Again, you're conflating elite-level soccer with entry level participation, and you're claiming that he's speaking dispositively for me about what sports should be.Furthermore, your butthurt over the issue has blinded you, again, to the extensive troll job he pulls in this piece. Do you think that he
really thinks soccer is the equivalent of the Khmer Rouge, or is he yanking the chain of people like you for effect? In your breathy defense you don't even realize that you've been 'Penzed.
Ultimately, a cursory look at the math of the situation supports his point.
You mention that in late childhood is when competitiveness ramps up. Well it just so happens that Soccer is the #1 youth participation sport overall, yet fewer people play soccer once they are adolescents
So, if other sports have rising participation rates during ages of greatest competitiveness and soccer has a declining participation rate during the same period, who is leaving soccer?
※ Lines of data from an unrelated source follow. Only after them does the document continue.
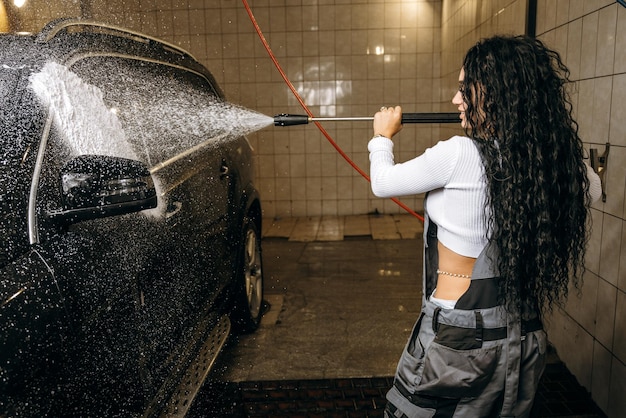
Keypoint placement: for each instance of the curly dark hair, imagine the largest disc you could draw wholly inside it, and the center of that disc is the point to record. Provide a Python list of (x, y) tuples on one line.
[(520, 116)]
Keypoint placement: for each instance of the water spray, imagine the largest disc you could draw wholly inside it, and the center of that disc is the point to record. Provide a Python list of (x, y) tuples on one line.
[(286, 119)]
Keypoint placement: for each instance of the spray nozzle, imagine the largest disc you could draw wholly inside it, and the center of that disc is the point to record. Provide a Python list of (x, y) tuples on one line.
[(285, 119)]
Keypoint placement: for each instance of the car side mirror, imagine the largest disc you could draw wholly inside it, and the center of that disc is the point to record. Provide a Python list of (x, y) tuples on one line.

Maybe they're just kids who moved exclusively from soccer to football, but the growth curve of football is too sharp to justify that alone.And again, I feel the need to add this disclaimer because you can't seem to differentiate between the two worlds he's talking about
:
I'm saying nothing about the comparative competitiveness and desire of your 13 year old soccer peers. What I am saying, and Klosterman is as well, is that there is a higher likelihood that your seven year old soccer peers were playing the game because it was the least objectionable alternative, and once they grew to an age where non-participation was more acceptable, they dropped out.